Dans leur jardin d’abondance où tout pousse sans effort, Alban et Ève commencent à ressentir une lassitude face à leur alimentation exclusivement végétale. Ils envisagent, sur un ton faussement léger, l’idée de manger des animaux, mais se heurtent rapidement aux dilemmes moraux et aux implications absurdes de leur réflexion. L’idée de tuer un être vivant les met mal à l’aise, et la conversation glisse vers un comique de l’absurde, oscillant entre curiosité et effroi. Finalement, un asticot découvert dans une pomme devient leur première expérience involontaire de consommation animale, dans une chute ironique et grinçante.
Extrait du Recueil de Sketchs Alban et Eve
3. Viande
Alban et Ève sont toujours là.
Alban – C’est dingue.
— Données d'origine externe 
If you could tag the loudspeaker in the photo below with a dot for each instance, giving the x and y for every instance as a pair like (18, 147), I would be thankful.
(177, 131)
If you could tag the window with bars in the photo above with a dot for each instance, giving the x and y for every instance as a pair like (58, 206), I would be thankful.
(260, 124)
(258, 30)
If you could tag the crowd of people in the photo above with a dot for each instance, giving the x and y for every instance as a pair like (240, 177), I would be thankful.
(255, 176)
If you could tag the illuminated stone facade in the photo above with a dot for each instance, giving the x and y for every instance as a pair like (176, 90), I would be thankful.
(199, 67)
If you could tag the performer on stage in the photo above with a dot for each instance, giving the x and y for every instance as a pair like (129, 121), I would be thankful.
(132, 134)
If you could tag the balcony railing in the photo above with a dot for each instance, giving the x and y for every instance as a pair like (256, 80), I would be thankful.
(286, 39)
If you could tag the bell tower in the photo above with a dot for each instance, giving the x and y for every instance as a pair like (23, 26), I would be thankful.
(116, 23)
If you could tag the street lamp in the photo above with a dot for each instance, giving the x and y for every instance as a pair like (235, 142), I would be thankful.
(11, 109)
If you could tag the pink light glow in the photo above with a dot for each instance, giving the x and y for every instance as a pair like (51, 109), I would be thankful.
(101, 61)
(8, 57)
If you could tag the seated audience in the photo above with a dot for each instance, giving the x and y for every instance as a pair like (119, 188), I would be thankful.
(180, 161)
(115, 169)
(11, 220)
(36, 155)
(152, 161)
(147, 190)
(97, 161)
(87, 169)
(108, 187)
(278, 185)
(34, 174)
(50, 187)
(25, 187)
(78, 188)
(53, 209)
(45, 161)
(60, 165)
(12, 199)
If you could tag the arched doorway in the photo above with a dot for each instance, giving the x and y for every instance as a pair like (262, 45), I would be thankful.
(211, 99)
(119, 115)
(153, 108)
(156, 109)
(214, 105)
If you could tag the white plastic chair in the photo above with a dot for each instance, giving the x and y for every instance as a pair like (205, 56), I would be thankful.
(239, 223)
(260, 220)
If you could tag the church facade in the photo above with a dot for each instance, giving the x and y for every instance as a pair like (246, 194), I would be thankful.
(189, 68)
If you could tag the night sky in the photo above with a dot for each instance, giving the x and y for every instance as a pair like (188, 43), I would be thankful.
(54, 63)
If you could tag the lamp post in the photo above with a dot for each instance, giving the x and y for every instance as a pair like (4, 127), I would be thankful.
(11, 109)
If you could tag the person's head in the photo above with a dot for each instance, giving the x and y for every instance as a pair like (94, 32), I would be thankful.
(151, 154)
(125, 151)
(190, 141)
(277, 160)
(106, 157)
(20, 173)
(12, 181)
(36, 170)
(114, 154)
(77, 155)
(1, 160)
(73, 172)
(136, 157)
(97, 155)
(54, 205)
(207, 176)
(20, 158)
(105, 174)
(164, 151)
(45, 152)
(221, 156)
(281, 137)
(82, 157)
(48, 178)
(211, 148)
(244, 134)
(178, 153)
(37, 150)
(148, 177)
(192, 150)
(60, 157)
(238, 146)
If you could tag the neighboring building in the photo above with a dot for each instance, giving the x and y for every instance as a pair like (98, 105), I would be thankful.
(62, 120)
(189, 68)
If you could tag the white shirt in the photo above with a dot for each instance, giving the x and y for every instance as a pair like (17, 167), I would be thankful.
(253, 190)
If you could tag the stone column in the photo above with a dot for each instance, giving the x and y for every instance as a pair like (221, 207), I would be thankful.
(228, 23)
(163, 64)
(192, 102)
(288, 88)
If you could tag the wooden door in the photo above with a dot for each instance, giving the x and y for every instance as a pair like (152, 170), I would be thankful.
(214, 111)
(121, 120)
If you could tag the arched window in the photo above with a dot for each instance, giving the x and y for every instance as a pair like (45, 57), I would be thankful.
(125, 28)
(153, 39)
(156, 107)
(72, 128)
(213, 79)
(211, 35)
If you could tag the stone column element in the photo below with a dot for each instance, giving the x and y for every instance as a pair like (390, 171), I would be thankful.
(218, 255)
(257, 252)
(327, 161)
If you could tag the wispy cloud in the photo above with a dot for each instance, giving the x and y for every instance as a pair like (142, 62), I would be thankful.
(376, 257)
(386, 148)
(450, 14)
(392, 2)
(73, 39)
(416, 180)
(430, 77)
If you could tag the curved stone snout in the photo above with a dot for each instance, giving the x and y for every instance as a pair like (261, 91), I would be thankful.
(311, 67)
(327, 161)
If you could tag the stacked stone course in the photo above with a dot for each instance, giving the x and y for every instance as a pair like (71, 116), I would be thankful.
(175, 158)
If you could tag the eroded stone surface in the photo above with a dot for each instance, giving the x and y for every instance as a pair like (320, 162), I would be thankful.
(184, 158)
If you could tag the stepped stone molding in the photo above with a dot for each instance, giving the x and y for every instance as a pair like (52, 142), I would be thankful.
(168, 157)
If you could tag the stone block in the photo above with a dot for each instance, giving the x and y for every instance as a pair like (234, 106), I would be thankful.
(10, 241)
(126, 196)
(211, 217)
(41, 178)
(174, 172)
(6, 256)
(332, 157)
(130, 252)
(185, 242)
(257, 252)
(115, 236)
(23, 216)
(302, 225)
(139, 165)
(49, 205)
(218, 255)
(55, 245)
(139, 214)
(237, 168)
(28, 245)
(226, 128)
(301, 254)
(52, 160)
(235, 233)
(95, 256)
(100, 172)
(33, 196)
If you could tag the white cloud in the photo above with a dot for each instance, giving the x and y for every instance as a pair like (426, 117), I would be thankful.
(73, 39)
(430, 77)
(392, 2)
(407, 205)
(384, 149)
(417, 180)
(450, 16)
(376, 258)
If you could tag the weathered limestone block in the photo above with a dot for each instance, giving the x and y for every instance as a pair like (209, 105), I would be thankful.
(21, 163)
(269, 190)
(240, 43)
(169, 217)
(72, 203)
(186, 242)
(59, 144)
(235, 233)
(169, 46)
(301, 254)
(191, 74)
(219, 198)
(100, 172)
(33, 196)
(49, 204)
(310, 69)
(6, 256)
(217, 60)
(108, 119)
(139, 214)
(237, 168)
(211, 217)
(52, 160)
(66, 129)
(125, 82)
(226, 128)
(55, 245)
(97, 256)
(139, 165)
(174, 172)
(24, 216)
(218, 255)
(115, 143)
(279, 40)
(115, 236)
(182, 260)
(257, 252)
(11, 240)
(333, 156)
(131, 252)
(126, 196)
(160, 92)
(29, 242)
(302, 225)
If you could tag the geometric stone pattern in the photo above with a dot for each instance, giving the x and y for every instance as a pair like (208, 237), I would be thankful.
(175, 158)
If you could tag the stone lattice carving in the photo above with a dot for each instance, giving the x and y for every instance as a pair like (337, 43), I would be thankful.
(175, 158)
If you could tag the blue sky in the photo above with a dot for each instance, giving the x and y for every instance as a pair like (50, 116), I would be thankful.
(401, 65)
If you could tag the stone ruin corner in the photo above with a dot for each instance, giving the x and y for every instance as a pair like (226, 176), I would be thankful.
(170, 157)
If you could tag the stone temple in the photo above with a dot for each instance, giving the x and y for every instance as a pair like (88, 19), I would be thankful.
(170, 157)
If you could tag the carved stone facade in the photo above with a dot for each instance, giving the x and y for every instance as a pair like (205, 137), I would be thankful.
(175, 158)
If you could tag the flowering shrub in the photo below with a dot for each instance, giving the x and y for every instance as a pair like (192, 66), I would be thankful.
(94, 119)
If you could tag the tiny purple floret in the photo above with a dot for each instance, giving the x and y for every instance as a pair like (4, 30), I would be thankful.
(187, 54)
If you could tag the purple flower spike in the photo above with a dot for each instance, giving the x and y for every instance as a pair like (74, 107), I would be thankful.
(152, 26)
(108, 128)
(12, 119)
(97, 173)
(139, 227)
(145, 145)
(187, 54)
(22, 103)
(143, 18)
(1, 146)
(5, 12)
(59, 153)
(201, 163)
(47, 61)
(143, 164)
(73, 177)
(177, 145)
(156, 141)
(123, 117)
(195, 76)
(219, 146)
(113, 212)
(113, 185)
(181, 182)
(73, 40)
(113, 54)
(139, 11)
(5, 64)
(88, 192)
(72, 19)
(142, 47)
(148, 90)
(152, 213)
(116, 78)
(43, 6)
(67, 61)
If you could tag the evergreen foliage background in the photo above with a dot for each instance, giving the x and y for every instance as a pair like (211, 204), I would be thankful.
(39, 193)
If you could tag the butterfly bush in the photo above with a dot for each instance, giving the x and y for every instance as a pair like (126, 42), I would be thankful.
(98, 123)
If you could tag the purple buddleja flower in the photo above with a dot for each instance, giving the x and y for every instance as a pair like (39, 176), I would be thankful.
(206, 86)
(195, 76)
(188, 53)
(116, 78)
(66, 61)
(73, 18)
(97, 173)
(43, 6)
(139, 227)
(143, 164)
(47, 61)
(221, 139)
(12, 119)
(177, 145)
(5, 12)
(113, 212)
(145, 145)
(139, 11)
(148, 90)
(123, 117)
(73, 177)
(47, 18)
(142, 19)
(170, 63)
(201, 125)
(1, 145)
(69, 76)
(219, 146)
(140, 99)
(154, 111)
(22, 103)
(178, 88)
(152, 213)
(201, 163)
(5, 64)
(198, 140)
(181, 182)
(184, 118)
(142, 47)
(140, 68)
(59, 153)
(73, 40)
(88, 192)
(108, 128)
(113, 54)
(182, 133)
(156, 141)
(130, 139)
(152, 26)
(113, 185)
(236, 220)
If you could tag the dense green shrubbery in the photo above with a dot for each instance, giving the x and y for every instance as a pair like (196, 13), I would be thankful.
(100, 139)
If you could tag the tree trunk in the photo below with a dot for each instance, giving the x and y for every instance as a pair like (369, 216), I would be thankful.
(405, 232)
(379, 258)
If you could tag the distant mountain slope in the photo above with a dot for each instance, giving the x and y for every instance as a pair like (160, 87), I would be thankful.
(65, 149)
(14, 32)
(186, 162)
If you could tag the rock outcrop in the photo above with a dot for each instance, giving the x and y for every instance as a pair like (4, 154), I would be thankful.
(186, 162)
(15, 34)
Tout pousse dans ce jardin.
Ève – On n’a même pas besoin de semer des graines.
Alban – Ni d’arroser.
Ève – Et la récolte est miraculeuse. On n’a qu’à tendre le bras pour cueillir les fruits.
Alban – Et se baisser pour ramasser les légumes.
Ève – Et tout est absolument bio.
Alban – Oui… Ça veut dire quoi, au fait ?
Ève – Quoi ?
Alban – Bio.
Ève – Aucune idée.
Alban – Qu’est-ce que ça pourrait être, des fruits et des légumes qui ne soient pas bio ?
Ève – Je ne sais pas.
Alban – En tout, c’est bio, et c’est bion.
Ève – Tu veux dire c’est beau et c’est bon…
Alban – Ce n’est pas ce que j’ai dit ?
Un temps.
Ève – Parfois, j’en ai un peu marre de bouffer des légumes, pas toi ?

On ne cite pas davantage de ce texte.